UM CIRCO DE RINS E FÍGADOS: Gerald Thomas costurou uma grande colcha de retalhos com episódios desconexos aos quais o próprio teatro dava organicidade e sentido. No palco, Marco Nanini exibiu uma das mais brilhantes atuações de sua brilhante carreira. O triunfo da teatralidade e a festa do talento do ator.

 

 
TRIUNFO SILENCIOSO:
Duas atuações de primeira linha (os contidos Edwin Luisi e Herson Capri) e a hábil adaptação de um romance epistolar provaram no palco, em direção de Bernardo Jablonski, o quanto um problema de 60 anos atrás — o nazismo — continua contemporâneo.

 

BAQUE: O texto preciso e enxuto de Neil Labute ganhou tradução fluente de Geraldinho Carneiro e direção de primeira linha de Monique Gardemberg. O resultado foi um espetáculo notável que honrou os palcos cariocas.

 

AVENIDA DROPSIE: Maior atração do riocenacontemporânea, a peça dirigida por Felipe Hirsch só teve duas apresentações no Teatro Carlos Gomes, mas isso foi o bastante para ela marcar a temporada.

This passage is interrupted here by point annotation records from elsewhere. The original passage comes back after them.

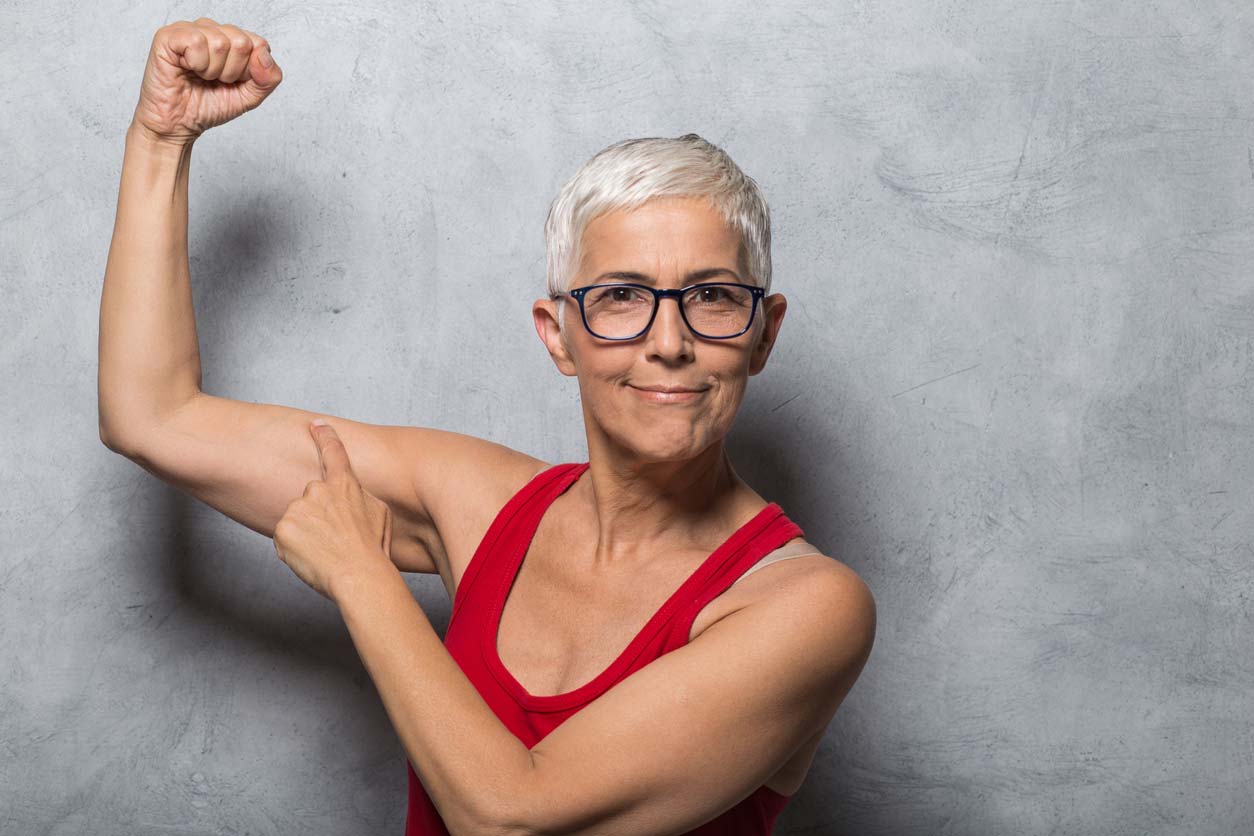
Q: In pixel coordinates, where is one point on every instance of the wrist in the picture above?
(151, 143)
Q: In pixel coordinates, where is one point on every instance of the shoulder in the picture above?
(458, 481)
(819, 608)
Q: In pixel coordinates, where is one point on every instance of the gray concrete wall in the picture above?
(1012, 391)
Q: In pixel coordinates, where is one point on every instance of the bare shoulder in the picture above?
(460, 481)
(820, 607)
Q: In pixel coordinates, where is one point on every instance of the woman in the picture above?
(650, 674)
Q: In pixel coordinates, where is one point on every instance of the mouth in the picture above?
(667, 395)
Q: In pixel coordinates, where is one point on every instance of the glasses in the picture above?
(623, 311)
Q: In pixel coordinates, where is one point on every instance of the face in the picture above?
(665, 241)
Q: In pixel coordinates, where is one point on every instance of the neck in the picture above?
(643, 509)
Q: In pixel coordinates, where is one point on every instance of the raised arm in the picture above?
(246, 460)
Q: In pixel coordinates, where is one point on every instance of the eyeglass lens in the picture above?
(618, 311)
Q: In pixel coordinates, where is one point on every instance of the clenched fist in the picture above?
(201, 74)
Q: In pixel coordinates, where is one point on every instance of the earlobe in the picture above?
(551, 335)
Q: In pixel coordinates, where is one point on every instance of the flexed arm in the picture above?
(198, 75)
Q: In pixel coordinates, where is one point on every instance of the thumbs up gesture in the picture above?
(336, 528)
(201, 74)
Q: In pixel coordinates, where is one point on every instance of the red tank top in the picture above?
(479, 600)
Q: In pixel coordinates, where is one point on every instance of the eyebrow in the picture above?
(697, 275)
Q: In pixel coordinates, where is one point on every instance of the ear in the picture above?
(773, 316)
(544, 313)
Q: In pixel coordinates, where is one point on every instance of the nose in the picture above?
(670, 336)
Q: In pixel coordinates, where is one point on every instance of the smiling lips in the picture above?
(667, 394)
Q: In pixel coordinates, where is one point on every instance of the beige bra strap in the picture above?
(783, 553)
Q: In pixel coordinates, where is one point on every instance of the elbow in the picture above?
(498, 814)
(487, 824)
(112, 441)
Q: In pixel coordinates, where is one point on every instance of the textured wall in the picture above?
(1012, 391)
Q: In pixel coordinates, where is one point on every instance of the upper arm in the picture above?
(251, 460)
(697, 730)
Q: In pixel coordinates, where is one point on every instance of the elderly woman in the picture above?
(618, 658)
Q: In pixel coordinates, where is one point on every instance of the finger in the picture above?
(386, 534)
(236, 67)
(332, 456)
(218, 47)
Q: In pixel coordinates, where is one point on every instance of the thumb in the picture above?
(262, 79)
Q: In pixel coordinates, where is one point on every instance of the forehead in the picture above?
(661, 229)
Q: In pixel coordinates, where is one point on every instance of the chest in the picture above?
(558, 632)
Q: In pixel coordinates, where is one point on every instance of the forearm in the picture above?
(149, 360)
(472, 766)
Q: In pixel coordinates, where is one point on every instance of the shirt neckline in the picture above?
(584, 692)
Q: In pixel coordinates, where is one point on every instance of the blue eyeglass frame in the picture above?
(658, 295)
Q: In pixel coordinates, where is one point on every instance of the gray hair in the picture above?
(630, 172)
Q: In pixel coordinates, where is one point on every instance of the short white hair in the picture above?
(630, 172)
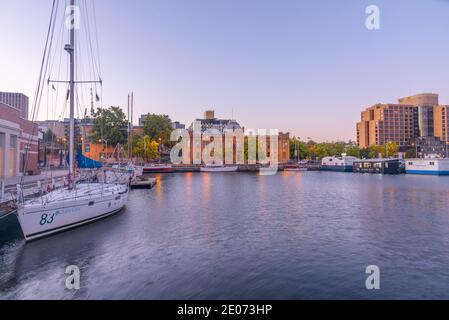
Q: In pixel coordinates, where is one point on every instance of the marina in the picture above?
(278, 238)
(432, 166)
(210, 155)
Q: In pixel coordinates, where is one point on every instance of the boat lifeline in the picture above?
(79, 203)
(429, 166)
(343, 164)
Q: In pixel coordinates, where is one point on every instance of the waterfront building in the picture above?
(178, 125)
(210, 122)
(417, 122)
(441, 125)
(282, 152)
(425, 103)
(384, 123)
(57, 127)
(17, 136)
(382, 166)
(16, 100)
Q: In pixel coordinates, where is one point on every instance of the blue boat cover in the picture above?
(87, 163)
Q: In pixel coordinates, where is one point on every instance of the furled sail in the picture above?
(87, 163)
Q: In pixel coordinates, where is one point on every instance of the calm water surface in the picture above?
(243, 236)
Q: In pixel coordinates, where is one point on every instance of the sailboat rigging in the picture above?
(82, 201)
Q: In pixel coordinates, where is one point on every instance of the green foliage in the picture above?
(111, 125)
(158, 127)
(312, 150)
(146, 148)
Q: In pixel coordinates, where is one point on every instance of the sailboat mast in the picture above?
(71, 51)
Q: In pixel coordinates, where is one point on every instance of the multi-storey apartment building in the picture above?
(384, 123)
(441, 125)
(18, 101)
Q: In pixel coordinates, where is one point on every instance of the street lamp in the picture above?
(105, 141)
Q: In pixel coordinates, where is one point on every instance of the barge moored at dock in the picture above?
(381, 166)
(427, 166)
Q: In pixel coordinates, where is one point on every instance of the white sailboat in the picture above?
(78, 204)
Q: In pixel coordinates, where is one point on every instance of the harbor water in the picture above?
(294, 235)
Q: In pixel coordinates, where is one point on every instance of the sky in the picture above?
(308, 67)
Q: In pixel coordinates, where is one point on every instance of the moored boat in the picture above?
(79, 203)
(343, 164)
(157, 168)
(68, 208)
(428, 166)
(218, 168)
(294, 168)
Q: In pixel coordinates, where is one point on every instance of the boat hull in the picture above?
(346, 168)
(219, 169)
(428, 172)
(150, 170)
(435, 167)
(56, 217)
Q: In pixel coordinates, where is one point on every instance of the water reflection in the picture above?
(294, 235)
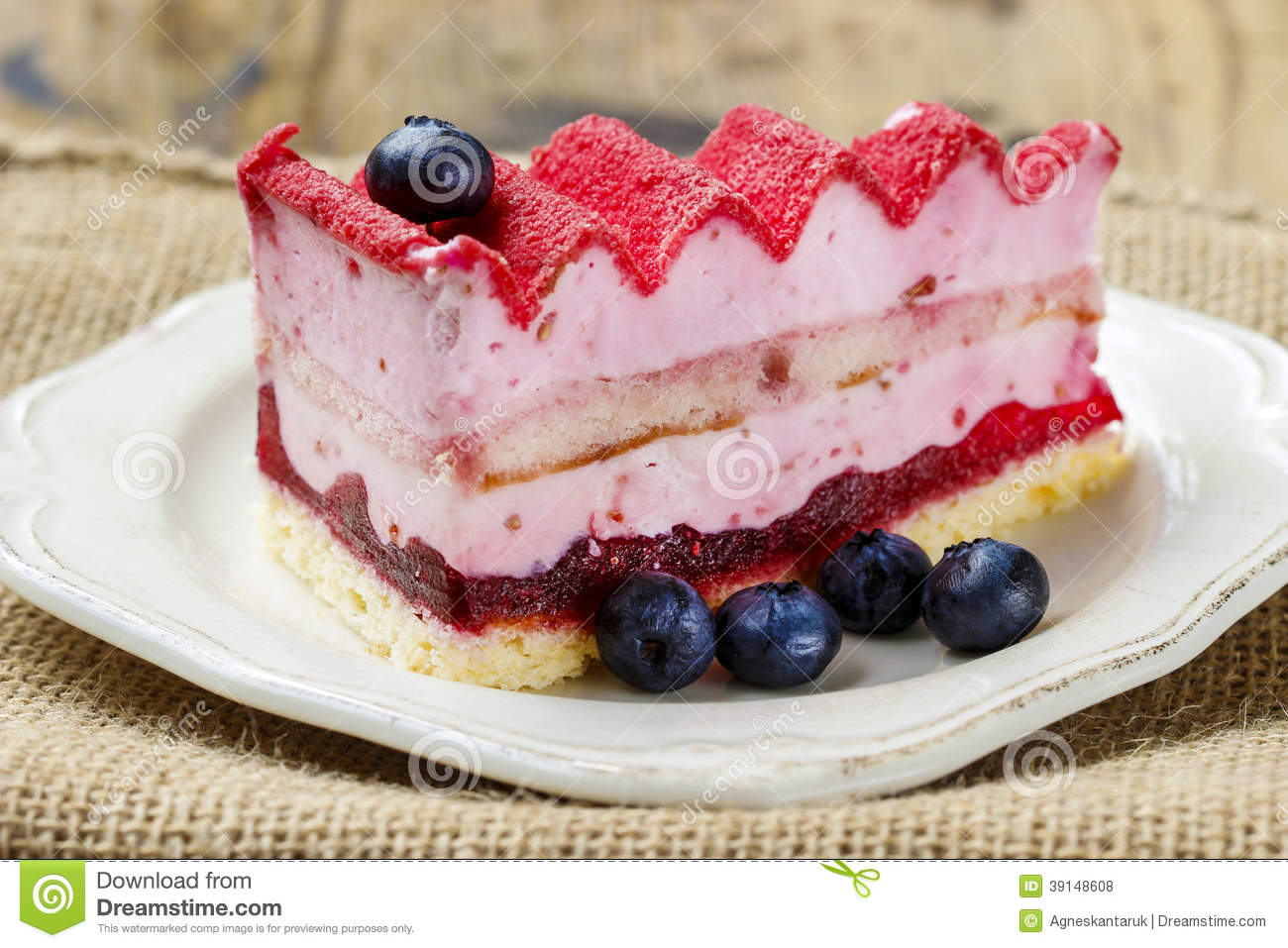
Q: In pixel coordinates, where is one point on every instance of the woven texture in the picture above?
(1194, 764)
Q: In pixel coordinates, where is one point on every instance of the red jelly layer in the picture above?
(575, 586)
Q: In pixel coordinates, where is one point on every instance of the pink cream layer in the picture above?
(428, 351)
(743, 476)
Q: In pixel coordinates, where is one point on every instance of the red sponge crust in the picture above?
(271, 168)
(600, 184)
(656, 198)
(539, 232)
(781, 166)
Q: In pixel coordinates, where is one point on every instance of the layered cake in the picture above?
(717, 369)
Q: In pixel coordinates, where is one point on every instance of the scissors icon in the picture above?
(857, 878)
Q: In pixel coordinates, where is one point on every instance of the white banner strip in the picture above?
(644, 903)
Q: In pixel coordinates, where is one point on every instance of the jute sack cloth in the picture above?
(103, 755)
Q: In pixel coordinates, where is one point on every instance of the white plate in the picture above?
(163, 562)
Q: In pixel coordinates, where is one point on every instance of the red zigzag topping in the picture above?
(597, 183)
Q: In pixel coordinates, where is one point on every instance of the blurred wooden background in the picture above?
(1197, 89)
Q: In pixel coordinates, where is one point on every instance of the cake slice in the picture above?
(715, 368)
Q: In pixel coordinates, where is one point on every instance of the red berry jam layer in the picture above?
(589, 570)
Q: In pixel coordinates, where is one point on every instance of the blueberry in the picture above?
(984, 595)
(874, 581)
(429, 170)
(777, 634)
(656, 633)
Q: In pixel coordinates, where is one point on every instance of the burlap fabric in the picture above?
(1194, 764)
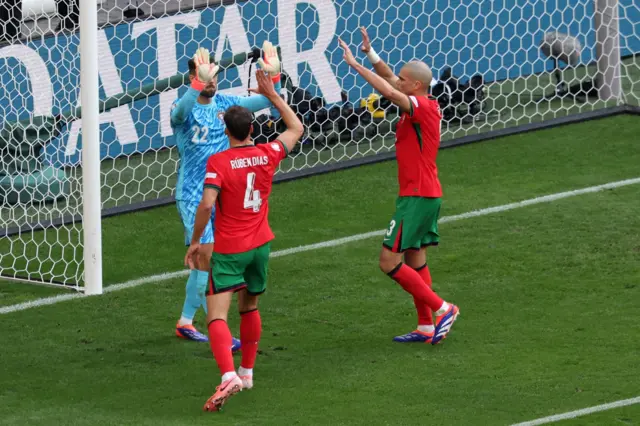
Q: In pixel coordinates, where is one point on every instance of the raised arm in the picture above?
(294, 131)
(381, 68)
(183, 107)
(270, 63)
(380, 84)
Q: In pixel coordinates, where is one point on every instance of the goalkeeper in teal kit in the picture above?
(197, 121)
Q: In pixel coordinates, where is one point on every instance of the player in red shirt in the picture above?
(238, 182)
(414, 225)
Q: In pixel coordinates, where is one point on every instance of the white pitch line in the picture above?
(331, 243)
(583, 412)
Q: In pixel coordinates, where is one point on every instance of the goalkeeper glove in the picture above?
(205, 70)
(270, 62)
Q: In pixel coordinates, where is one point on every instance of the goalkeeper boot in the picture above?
(227, 389)
(444, 323)
(415, 336)
(189, 332)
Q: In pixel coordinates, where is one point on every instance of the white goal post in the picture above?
(67, 159)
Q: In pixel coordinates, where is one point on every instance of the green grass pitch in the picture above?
(549, 297)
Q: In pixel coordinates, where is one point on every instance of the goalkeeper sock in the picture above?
(202, 281)
(425, 315)
(220, 341)
(191, 301)
(250, 331)
(413, 284)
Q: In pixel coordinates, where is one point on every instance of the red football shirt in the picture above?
(417, 143)
(243, 177)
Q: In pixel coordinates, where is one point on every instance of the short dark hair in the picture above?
(238, 121)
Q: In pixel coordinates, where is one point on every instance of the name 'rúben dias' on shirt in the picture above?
(240, 163)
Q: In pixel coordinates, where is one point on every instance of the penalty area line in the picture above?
(325, 244)
(582, 412)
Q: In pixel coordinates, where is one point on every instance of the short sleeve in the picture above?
(213, 175)
(276, 150)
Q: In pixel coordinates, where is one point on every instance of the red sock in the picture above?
(221, 341)
(250, 330)
(425, 314)
(413, 284)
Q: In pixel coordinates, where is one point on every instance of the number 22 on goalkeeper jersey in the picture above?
(243, 177)
(198, 137)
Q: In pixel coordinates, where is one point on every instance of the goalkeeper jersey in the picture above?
(199, 136)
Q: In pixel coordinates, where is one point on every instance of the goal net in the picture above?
(497, 65)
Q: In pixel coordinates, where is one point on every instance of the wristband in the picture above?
(373, 56)
(197, 84)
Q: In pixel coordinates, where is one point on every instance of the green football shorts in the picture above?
(233, 272)
(414, 224)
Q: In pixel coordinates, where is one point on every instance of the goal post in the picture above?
(608, 49)
(84, 115)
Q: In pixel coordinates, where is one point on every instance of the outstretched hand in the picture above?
(366, 41)
(270, 62)
(348, 56)
(205, 69)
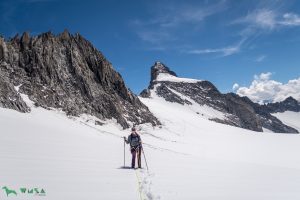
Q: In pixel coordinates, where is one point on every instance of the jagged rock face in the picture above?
(239, 111)
(67, 72)
(289, 104)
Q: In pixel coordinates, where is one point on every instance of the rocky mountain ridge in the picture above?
(238, 111)
(65, 71)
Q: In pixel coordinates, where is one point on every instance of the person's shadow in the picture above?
(124, 167)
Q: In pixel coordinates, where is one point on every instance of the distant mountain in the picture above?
(65, 71)
(236, 111)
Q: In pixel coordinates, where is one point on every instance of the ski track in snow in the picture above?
(189, 157)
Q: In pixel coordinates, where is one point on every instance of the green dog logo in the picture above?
(9, 191)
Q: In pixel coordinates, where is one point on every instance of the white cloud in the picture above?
(260, 58)
(263, 89)
(167, 20)
(290, 19)
(224, 51)
(266, 20)
(262, 18)
(235, 86)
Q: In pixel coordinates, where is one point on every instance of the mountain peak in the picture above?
(159, 68)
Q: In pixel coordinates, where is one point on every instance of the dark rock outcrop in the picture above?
(289, 104)
(65, 71)
(239, 111)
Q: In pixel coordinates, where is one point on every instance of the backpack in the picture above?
(134, 140)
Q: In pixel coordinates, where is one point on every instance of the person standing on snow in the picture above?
(135, 142)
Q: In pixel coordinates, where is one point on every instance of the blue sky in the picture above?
(225, 42)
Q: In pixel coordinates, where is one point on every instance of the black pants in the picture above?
(137, 151)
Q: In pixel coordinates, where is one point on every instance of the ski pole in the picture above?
(145, 159)
(124, 153)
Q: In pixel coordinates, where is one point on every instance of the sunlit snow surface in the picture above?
(189, 157)
(290, 118)
(171, 78)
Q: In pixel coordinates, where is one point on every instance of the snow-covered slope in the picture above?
(189, 157)
(290, 118)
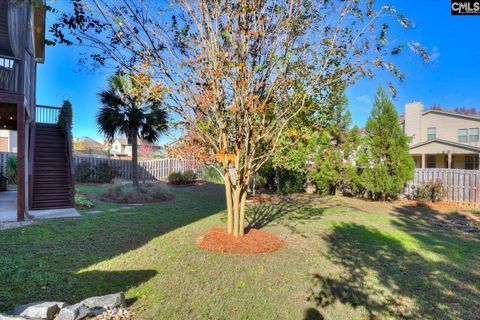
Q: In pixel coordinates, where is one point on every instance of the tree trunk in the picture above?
(239, 197)
(277, 180)
(134, 139)
(228, 197)
(253, 184)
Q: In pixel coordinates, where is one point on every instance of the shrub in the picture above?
(291, 181)
(65, 117)
(83, 171)
(190, 175)
(182, 178)
(82, 201)
(11, 171)
(212, 175)
(105, 173)
(431, 191)
(127, 193)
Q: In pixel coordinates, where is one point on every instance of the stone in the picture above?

Um elenco atuando com perfeição marcou um caminho novo e pessoal para o teatro.

 

A DESCOBERTA DAS AMÉRICAS: Dario Fo usou as formas populares italianas para escrever este monólogo. O ator Julio Adrião completou o trabalho com uma obra de ourivesaria que foi uma das grandes interpretações do ano.

 

OS HOMENS SÃO DE MARTE E É PRA LÁ QUE EU VOU: Mônica Martelli abraçou a platéia com simpatia e recebeu o abraço de volta. Um dos grandes sucessos de 2005, o monólogo ganhou o apoio da direção de Victor Garcia Peralta para renovar a história da mulher em busca do homem ideal.

 

O CANTO DE GREGÓRIO: Um festival Antunes Filho animou a programação do segundo semestre, e seu grande destaque foi este trabalho excepcional, que emprestou a indagações filosóficas uma dinâmica cênica constante.

 

LADO A LADO COM SONDHEIM: Competência, charme, alegria e simplicidade formam este musical de bolso criado há mais de 20 anos na Inglaterra em homenagem a Stephen Sondheim. A dobradinha Charles Möeller e Claudio Botelho torna a versão nacional um espetáculo delicioso.

 

DIVÃ: Uma peça inteligente, sem pretensões mas penetrante e divertida na sua criação de um quadro contemporâneo. Lilia Cabral estrelou este estouro de verão, respeitando a capacidade de raciocínio da platéia.

 

MARÍLIA PÊRA CANTA CARMEN MIRANDA: A organização do roteiro e a interpretação de Marília Pêra transformaram este show num musical, mesmo que sem texto. Sem ficar presa à imitação, Marília deixou marcada a idéia de que o que tínhamos ali era uma atriz evocando um personagem.